# 1987 Specialized Sirrus DONE! (well, almost) PICS!!



## frpax (Feb 13, 2010)

As done as I'm going to have it for quite a while...

The only thing that I'd like to have is FULL Suntour Superbe Pro; which means crank, pedals, headset, seatpost, brakes, bottom bracket and quick release skewers (which also means more money than I have to put towards it right now!). As it sits, it has Superbe Pro derailleurs (F & R), shifters, and hubs, and I'm satisfied with that.

Pics:









Will change the bar tape on the drops back to RED, the light Rust color was an experiment.































































NOS Mavic MA2's are that last version and had the newest decals.
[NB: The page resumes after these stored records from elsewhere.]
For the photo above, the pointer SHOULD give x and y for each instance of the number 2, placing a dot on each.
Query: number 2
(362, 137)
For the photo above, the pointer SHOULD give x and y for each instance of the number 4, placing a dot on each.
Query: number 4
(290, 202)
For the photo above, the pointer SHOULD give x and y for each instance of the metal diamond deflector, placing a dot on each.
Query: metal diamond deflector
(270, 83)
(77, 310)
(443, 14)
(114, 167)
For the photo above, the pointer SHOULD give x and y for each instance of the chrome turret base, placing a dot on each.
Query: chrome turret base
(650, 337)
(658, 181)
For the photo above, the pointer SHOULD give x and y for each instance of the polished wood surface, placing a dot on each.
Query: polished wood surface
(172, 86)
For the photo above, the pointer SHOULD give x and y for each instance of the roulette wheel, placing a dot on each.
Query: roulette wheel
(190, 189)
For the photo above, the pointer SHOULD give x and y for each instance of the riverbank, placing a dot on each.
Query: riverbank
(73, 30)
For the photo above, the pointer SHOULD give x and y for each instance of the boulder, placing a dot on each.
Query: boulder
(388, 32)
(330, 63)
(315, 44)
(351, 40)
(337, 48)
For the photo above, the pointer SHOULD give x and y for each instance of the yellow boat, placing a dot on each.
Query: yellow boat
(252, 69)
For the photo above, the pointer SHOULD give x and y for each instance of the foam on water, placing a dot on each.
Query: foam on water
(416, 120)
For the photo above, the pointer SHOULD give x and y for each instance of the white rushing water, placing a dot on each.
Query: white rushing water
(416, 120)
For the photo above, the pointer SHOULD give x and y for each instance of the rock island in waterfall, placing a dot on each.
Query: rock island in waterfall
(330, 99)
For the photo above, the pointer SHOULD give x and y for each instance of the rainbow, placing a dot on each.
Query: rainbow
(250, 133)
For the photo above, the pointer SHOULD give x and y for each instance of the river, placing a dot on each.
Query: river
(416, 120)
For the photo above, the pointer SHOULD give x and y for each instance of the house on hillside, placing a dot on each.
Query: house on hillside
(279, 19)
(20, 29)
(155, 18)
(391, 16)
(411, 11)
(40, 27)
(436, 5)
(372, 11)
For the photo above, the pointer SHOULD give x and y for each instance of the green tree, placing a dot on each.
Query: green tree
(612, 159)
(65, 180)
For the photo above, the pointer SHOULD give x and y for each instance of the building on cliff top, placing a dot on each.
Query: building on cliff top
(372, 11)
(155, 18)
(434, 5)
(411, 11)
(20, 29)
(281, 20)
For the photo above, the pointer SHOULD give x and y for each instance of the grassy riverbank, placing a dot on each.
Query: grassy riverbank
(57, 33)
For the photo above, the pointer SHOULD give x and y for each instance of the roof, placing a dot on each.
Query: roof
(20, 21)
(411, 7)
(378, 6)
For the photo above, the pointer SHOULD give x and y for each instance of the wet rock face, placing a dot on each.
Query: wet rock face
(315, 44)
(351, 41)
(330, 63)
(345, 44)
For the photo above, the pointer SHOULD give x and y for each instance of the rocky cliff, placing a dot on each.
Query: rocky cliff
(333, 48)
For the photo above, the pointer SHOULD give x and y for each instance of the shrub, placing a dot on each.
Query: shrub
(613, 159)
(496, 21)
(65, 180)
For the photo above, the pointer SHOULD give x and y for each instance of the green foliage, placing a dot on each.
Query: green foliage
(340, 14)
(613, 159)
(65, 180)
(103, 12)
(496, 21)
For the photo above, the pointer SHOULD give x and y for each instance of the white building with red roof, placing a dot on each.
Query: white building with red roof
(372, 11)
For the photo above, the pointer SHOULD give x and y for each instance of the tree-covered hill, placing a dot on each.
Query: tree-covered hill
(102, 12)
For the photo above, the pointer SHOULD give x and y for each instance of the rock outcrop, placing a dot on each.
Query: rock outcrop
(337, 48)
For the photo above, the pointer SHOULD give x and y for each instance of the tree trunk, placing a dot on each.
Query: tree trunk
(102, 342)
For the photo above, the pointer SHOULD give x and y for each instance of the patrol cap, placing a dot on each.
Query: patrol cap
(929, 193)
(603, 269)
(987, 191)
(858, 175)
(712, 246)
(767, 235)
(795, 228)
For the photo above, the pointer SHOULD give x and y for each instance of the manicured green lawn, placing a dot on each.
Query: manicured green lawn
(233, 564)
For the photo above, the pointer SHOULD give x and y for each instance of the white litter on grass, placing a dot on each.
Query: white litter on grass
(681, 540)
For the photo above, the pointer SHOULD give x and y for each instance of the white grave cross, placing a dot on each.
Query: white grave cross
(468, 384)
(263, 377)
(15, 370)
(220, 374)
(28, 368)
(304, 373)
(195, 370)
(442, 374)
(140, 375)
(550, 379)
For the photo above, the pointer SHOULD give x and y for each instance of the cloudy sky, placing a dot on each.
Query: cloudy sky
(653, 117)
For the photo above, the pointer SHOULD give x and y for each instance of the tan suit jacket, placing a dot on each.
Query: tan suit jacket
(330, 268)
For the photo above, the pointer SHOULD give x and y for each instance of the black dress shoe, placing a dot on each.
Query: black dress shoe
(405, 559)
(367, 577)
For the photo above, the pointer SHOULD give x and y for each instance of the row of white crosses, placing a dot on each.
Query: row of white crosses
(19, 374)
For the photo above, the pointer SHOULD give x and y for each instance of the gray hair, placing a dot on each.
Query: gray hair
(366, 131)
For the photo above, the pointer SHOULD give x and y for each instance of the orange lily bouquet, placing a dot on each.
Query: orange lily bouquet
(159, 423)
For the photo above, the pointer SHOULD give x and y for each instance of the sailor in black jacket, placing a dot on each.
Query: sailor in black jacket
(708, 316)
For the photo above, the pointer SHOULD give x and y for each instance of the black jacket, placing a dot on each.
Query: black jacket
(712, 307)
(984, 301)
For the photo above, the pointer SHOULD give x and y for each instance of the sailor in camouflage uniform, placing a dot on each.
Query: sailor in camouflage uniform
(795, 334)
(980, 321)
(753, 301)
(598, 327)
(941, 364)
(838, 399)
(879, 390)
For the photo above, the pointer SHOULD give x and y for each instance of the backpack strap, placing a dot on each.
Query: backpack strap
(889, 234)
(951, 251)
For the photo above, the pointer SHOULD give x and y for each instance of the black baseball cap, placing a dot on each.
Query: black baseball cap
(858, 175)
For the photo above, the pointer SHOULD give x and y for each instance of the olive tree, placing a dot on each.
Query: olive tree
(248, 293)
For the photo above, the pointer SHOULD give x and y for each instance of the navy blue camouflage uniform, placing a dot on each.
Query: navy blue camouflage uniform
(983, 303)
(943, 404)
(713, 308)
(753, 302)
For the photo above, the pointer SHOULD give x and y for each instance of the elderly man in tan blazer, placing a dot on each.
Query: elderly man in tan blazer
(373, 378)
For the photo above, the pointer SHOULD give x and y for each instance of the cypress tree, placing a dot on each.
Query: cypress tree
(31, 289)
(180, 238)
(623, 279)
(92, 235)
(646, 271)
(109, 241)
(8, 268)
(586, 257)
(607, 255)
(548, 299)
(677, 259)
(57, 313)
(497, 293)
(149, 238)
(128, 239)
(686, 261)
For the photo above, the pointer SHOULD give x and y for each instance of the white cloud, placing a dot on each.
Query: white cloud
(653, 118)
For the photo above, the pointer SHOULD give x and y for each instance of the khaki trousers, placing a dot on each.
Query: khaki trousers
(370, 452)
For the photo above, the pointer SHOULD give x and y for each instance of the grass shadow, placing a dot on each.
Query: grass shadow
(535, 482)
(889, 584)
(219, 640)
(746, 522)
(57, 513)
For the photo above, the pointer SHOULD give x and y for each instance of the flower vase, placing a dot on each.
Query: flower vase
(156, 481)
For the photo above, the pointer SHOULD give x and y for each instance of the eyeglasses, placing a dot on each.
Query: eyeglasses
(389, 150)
These were done for me by Velocals.




























*1987 Specialized Sirrus*
_Suntour Superbe Pro Shifters
Suntour Superbe Pro Rear Derailleur
Suntour Superbe Pro Front Derailleur
Specialized Crankset; 52/42; 170mm arms
Dura Ace 7700 SPD-R Pedals
Shimano BB-UN25 Bottom Bracket
Suntour Winner Pro Freewheel; 7 speed; 12-22
Suntour Superbe Pro hubs; 32°
Mavic MA2 rims; 32°
DT spokes
Specialized quick release skewers
Shimano Hyperglide chain
Specialized road stem; 22.2; 120mm reach
Scott Liteflite drop bar; 44cm width
Suntour Superbe fluted seatpost; 27.0 diameter
Vetta Racing Saddle
Dia Compe Royal Gran Compe 400 brakeset
Specialized water bottle cages_

This bike is quite remarkable. I absolutely LOVE riding it, it is SO comfortable. Handles very well; predictable. Shifting is remarkably smooth.


----------



## Richard (Feb 17, 2006)

Just lovely. It is so cool that bikes like this are being resurrected and ridden. There is something magical about a quality lugged steel frame.

Good luck with the Superbe Pro quest. Beautiful stuff!


----------



## Dave Hickey (Jan 27, 2002)

Excellent.....The Suntour Superbe is a perfect choice for that bike


----------



## FatTireFred (Jan 31, 2005)

Dave Hickey said:


> Excellent.....The Suntour Superbe is a perfect choice for that bike




had one back in the day, nice ride... pretty sure superbe is higher end than what came on it tho


----------



## npla2112 (Sep 4, 2008)

That's a nice rebuild. Love the Suntour Supurbe stuff too. Looking for Red tape, check out www.handlebra.com. By far it's the best stuff I've ever used.


----------



## OperaLover (Jan 20, 2002)

Love the Superbe Pro. Got my own stash of Superbe/Superbe Pro. That Specialized crank is still a beaut as are the RGC brakes and levers.


----------



## Hula Hoop (Feb 4, 2009)

I still have one, and love it. Bought a 58cm before I knew better, only regret.
Mine is Shimano 600. Beautiful paint job, handles superbly, but very very
unforgiving on bumps. Only change was the original seat was the worst I
have ever experienced. Total numbness, slick covering and poor design.
Yours looks similar, and I would have to recommend changing before any long
rides unless you'de like to be a gelding. Wish I'd bought your size.


----------



## frpax (Feb 13, 2010)

FatTireFred said:


> had one back in the day, nice ride... pretty sure superbe is higher end than what came on it tho


Oh, most definitely! It came stock with Shimano 105. I wasn't trying to "restore" it... just wanted a great rider.

IMHO, Superbe Pro was the best shifting friction system ever!


----------



## seeborough (Feb 3, 2004)

Specialized used to make some nice looking bikes. Very cool!


----------



## rufus (Feb 3, 2004)

I still have my '89, the first road bike I ever bought as an adult. Right now it's sporting fenders, and I use it as a bad weather/winter beater, and I still love riding it. Just got back from a 21 mile ride today. It's in a bit rougher shape than yours, I need to get around to cleaning it up and touching up some of those rough spots. 

When it was still my main ride, I had it in the shop trying to track down a mechanical gremlin, and the mechanic even commented on what a nice riding bike it was.


----------



## tihsepa (Nov 27, 2008)

I like them both. Nice bikes.


----------



## george kraushaar (Jan 15, 2007)

I scored one of these, but it's in California and I'm in North Carolina. But it's safely at my sister's house and I'll be driving out there in April. It's a red one with 6 speed 105, or at least that's what sis says. She says it appears to be in very good shape.


----------



## zmudshark (Jan 28, 2007)

Very nice job.

If you don't have Superbe Pro by June 1, let me know. I have some at my Summer home in MI


----------